Turkish troops killed in Syrian airstrike

- BASSEM MROUE AND ANDREW WILKS

BEIRUT—Nearly two dozen Turkish soldiers were killed in an airstrike by Syrian government forces in northeast Syria, a Turkish official said Friday.

The deaths mark a serious escalation in the direct conflict between Turkish and Russiaback­ed Syrian forces that has been waged since early February.

Rahmi Dogan, the governor of Turkey’s Hatay province bordering Syria’s Idlib region, said 22 troops were killed and others were seriously wounded in the attack late Thursday.

In addition to three Turkish soldiers killed in Idlib earlier Thursday, the casualties mark the largest death toll for Turkey in a single day since Ankara first intervened in Syria in 2016. At least 43 have now been killed in Idlib since the start of February.

Turkish President Recep Tayyip Erdogan was holding an emergency security meeting in Ankara, state-run Anadolu news agency reported. Meanwhile Turkish Foreign Minister Mevult Cavusoglu spoke to NATO Secretary-General Jens Stoltenber­g by telephone.
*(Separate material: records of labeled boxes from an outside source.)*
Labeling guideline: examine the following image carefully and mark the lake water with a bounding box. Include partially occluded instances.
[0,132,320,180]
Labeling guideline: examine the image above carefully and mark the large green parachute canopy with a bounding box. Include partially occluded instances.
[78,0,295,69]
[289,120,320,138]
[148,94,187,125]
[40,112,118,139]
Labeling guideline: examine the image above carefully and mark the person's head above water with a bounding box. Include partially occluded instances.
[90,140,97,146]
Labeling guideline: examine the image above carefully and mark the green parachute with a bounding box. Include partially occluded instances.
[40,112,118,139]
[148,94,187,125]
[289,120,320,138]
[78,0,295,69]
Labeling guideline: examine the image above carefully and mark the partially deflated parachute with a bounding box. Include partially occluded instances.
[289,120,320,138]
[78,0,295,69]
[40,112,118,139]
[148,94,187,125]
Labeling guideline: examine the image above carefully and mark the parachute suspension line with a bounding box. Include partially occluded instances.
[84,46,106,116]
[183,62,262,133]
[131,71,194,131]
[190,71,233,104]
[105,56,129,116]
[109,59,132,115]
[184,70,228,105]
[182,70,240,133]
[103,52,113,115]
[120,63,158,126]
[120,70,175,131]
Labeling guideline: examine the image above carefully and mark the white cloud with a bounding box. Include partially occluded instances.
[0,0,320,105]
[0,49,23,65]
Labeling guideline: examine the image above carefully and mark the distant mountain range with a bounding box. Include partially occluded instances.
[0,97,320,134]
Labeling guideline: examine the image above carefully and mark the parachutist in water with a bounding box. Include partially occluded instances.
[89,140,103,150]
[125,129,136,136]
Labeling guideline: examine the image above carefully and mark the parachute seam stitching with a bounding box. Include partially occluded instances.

The airstrike came after a Russian delegation spent two days in Ankara for talks with Turkish officials on the situation in Idlib, where a Syrian government offensive has sent hundreds of thousands of civilians fleeing towards the Turkish border.

The airstrike came after Turkey-backed Syrian opposition fighters retook a strategic northweste­rn town from government forces on Thursday, opposition activists said, cutting a key highway just days after the government reopened it for the first time since 2012.